Yamada sapeva che tutto quello non avrebbe portato a niente di buono, che non era quello il mondo in cui avrebbe dovuto superare quella delusione, ma era bello tutto quello, sentirsi amato, sentirsi accettato e voluto, era una cosa che in quel momento lo faceva stare bene e di cui aveva bisogno per contrastare il senso di vuoto e rifiuto che sentiva dentro.
Si rifiutò di pensare, lasciandosi andare alle sensazioni, ascoltando solo l’istinto, solo il battito forsennato nel proprio cuore e quello di Hikaru; il suo respiro caldo sulla pelle, le sue mani che lo vezzeggiavano, le sue labbra per tutto il corpo che lo eccitavano, costringendolo a spegnere il cervello.
In quel momento, così come Hikaru gli aveva detto, c’era solo lui, solo lui, il suo corpo e le sue sensazioni avevano importanza.
Il dolore sostituito dall’eccitazione e in breve tempo, sotto le carezze esperte di Hikaru, delle sue parole sussurrate con dolcezza all’orecchio gli fecero dimenticare ogni cosa.
Quando aprì gli occhi, Yamada si ritrovò in un letto, avvolto da un profumo nuovo che non era quello delle proprie lenzuola e si mosse, voltandosi, trovando Hikaru accanto a sé che lo guardava.

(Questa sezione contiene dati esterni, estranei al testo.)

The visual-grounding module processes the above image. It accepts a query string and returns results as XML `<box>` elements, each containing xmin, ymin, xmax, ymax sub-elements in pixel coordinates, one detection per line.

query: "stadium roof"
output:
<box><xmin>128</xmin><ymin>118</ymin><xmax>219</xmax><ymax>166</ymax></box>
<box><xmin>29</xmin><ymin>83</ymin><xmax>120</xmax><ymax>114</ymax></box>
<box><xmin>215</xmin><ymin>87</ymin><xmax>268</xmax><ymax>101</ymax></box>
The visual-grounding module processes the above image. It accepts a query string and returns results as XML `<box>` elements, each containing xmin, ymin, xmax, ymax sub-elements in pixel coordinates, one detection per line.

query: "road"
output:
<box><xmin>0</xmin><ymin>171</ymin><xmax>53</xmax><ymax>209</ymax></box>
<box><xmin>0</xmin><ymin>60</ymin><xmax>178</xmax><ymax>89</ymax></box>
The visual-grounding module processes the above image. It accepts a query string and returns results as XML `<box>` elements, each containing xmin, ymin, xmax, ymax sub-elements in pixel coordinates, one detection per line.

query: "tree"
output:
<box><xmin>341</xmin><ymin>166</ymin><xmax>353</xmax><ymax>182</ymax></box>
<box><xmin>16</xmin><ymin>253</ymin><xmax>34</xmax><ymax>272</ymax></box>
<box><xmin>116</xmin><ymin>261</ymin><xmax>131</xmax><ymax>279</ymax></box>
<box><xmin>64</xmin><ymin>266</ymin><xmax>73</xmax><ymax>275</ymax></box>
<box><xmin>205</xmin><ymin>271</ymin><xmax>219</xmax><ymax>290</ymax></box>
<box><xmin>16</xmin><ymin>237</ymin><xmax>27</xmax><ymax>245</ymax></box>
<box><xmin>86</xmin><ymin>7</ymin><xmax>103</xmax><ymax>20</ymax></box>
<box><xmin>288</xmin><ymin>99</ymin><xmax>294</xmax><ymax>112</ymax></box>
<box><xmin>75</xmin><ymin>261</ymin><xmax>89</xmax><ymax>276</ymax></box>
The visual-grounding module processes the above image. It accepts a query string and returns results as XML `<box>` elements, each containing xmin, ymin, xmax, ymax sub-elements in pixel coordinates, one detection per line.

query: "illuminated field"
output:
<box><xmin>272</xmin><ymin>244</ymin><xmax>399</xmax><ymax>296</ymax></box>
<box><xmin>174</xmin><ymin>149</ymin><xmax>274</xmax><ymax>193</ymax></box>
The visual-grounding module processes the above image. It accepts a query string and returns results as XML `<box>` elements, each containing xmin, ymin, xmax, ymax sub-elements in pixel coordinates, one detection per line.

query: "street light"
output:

“Buongiorno, Yama-chan” gli disse, accennando un sorriso.
Yamada si raggomitolò un po’ su se stesso, guardando il più grande imbarazzato.
“Per quello che è successo ieri” esordì, ma venne fermato da Hikaru che scosse il capo.
“Ieri è passato, Yama-chan. Non ci pensare. Stai meglio?” gli chiese.
Yamada lo guardò e annuì leggermente.
“Un po’… So che non sarà facile, ma se oggi posso sorridere è grazie a te. Grazie per non avermi mandato via, per avermi ascoltato e… insomma, per tutto” concluse, vergognandosi un poco.
Hikaru gli scompigliò i capelli, senza dire niente.
“Vuoi fare colazione? Possiamo andare a fare un giro insieme se ti va, oggi” propose il più grande, vedendo il più piccolo annuire con entusiasmo dopo averci pensato un po’ su.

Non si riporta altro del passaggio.